Il en est résulté une grande économie. Si vous donniez plusieurs bâtiments à un seul agent comptable, le résultat ne serait pas le même ; le service ne serait plus fait avec la même ponctualité. D’un autre côté, il serait bien difficile de calculer le placement des bâtiments de manière à pouvoir charger une personne unique de la comptabilité de plusieurs bâtiments ; et que ferait-on s’il y avait lieu à disperser les bâtiments ?
La dernière observation de la section centrale porte sur le pilotage : un pilote est attaché à chaque bâtiment depuis que la flottille se trouve dans l’Escaut ; en cela le gouvernement s’est conformé à ce qui se fait partout ailleurs, à ce que faisait le gouvernement hollandais quand sa flottille stationnait devant Anvers.

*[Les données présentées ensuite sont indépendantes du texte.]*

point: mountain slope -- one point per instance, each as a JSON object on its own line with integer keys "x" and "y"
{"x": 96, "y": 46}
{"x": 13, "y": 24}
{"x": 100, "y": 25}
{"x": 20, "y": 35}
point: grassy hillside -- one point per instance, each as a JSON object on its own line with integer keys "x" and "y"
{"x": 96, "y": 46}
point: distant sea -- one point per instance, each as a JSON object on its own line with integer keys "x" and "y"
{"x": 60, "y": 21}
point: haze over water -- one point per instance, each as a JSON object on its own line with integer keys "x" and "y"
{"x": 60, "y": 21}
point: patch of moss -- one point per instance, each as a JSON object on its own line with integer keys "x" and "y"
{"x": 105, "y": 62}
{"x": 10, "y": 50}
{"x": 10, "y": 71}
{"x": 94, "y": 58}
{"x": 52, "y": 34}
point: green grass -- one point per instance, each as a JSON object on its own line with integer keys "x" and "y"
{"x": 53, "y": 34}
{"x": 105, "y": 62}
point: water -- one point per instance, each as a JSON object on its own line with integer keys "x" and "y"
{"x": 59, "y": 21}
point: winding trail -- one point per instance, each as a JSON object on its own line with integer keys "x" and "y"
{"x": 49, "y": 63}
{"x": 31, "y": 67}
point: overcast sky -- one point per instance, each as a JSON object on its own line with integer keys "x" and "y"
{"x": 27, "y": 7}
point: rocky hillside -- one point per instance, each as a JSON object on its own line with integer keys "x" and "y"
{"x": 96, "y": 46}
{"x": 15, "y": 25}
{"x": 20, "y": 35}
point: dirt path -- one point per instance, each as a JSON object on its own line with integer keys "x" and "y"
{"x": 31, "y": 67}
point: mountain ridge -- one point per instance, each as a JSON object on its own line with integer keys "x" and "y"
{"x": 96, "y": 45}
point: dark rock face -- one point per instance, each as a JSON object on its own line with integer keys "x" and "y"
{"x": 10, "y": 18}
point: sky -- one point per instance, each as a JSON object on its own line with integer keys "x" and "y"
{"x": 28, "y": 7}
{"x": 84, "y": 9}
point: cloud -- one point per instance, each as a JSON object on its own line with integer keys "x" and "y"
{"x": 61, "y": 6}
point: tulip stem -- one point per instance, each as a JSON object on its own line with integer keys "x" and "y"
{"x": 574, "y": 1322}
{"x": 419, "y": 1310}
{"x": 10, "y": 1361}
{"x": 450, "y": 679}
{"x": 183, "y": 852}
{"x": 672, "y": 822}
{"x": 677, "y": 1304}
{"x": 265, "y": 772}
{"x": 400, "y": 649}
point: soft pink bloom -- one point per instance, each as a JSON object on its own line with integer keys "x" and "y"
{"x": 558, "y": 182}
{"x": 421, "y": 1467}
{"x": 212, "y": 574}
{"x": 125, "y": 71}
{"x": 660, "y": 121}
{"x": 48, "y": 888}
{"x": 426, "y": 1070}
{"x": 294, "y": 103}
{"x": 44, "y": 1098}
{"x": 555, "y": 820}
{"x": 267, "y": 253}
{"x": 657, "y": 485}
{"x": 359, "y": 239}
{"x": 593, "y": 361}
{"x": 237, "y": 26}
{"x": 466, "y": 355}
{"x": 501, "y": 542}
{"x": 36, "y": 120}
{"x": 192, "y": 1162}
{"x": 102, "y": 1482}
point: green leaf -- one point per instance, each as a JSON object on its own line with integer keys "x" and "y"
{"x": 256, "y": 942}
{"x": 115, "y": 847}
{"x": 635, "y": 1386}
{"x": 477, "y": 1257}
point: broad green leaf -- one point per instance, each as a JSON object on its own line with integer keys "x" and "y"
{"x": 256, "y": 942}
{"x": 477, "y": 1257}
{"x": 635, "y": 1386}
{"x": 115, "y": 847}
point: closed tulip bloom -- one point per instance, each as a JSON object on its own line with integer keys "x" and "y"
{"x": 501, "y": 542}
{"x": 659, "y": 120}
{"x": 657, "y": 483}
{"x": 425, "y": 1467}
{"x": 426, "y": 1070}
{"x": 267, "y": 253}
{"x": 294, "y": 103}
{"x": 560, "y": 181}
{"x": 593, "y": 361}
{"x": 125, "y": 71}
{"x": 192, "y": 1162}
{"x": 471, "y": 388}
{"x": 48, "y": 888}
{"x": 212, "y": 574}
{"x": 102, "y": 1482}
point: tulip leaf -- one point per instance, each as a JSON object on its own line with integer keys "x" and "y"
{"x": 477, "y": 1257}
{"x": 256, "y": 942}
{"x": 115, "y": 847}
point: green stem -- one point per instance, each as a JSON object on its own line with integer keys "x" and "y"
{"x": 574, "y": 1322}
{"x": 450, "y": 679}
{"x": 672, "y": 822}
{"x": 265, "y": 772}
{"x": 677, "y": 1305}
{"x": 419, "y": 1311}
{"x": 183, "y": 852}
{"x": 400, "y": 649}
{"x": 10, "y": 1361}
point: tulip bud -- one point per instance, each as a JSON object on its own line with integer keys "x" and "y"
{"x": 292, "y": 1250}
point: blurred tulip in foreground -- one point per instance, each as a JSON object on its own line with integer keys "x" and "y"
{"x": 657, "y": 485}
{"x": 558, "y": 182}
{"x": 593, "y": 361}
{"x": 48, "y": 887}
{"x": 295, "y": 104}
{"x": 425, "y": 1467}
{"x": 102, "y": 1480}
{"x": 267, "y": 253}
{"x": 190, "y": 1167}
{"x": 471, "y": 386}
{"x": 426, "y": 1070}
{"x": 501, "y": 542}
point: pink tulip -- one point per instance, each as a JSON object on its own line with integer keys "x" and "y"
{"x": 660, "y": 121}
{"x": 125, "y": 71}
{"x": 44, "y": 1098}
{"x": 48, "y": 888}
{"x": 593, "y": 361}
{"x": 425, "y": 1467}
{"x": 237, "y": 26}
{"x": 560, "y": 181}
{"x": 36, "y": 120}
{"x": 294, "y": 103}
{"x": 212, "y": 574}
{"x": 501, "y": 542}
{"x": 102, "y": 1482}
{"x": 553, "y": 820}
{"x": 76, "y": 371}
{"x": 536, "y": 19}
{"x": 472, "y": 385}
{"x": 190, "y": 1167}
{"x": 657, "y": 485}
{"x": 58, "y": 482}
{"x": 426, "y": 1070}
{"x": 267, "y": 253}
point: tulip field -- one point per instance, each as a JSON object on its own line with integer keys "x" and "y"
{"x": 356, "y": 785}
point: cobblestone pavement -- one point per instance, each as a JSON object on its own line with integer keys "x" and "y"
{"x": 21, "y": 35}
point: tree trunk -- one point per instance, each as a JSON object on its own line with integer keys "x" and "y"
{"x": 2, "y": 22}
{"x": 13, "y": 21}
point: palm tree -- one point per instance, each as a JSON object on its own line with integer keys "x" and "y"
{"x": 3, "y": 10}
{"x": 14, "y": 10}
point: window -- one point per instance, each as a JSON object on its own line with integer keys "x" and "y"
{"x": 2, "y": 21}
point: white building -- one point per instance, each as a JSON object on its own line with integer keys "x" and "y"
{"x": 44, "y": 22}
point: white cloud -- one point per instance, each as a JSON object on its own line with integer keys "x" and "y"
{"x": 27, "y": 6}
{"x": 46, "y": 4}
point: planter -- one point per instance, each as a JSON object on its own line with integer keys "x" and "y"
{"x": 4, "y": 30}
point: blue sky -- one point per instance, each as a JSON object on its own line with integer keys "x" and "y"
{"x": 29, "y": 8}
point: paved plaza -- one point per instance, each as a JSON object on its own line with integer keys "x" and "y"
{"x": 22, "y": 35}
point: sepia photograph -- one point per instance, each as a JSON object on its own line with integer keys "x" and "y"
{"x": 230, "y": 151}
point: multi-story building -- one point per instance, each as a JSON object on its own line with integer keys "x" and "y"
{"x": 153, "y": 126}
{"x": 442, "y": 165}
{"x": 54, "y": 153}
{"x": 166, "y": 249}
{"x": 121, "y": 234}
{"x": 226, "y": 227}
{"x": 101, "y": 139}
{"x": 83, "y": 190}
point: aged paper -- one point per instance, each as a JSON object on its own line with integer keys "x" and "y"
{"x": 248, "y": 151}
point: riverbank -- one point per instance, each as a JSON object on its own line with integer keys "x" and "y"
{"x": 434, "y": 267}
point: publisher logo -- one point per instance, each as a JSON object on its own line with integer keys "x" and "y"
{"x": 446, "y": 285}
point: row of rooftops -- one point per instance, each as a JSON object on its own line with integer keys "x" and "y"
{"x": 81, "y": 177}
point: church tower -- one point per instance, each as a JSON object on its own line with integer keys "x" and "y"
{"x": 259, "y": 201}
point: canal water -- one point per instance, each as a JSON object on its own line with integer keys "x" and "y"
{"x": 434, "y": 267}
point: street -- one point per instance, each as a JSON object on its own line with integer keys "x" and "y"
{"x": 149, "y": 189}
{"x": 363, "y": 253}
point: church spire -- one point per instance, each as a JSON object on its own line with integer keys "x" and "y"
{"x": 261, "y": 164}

Si un pilote n’était pas attaché au bâtiment, le capitaine déclinerait toute responsabilité. Cette partie du service n’est pas une éventualité ; l’emploi de pilote sera nécessaire aussi longtemps que la flottille restera dans l’Escaut. On a dépensé jusqu’ici 5,620 fr. ; le gouvernement a calculé qu’il faudrait pour l’année 10,000 fr. au moins, surtout que la flottille s’est accrue.
En résumé, je ne puis consentir qu’à la réduction de 2,940 fr. ; elle est possible en s’abstenant de porter le nombre des officiers de santé de 5 à 8.
M. Legrelle, rapporteur. - Il semblerait que nous aurions un personnel nombreux à solder, d’après ce que vous venez d’entendre dire relativement aux agents comptables. Mais ce n’est pas le cas. Je conçois que M. le secrétaire-général ait fait grand étalage de cette petite flottille qui est sur l’Escaut devant Anvers ; quoi qu’il en soit, la section centrale n’a pas réclamé contre la hauteur des appointements des employés. C’est sur l’inopportunité de l’emploi de certains individus que ces observations ont porté. Il ne fallait pas placer des lieutenants de vaisseau sur de petites canonnières. Si, au lieu de créer des lieutenants de vaisseau, on avait placé des aspirants de 2ème classe, on aurait satisfait aux besoins.
Mais notre gouvernement a la manie de créer des emplois élevés, ou la faiblesse de céder à des prétentions de toute espèce qui, en définitive, grèvent le trésor sans ajouter aux services. Les ministres doivent se rappeler ces belles paroles d’un roi : « Les deniers de l’Etat dissipés en prodigalités sont toujours arrosés des larmes des malheureux. » Il est très facile d’accorder des appointements ; il est très agréable de donner des places ; mais il faut penser que, pour payer, il faut prélever les taxes sur le nécessaire des peuples.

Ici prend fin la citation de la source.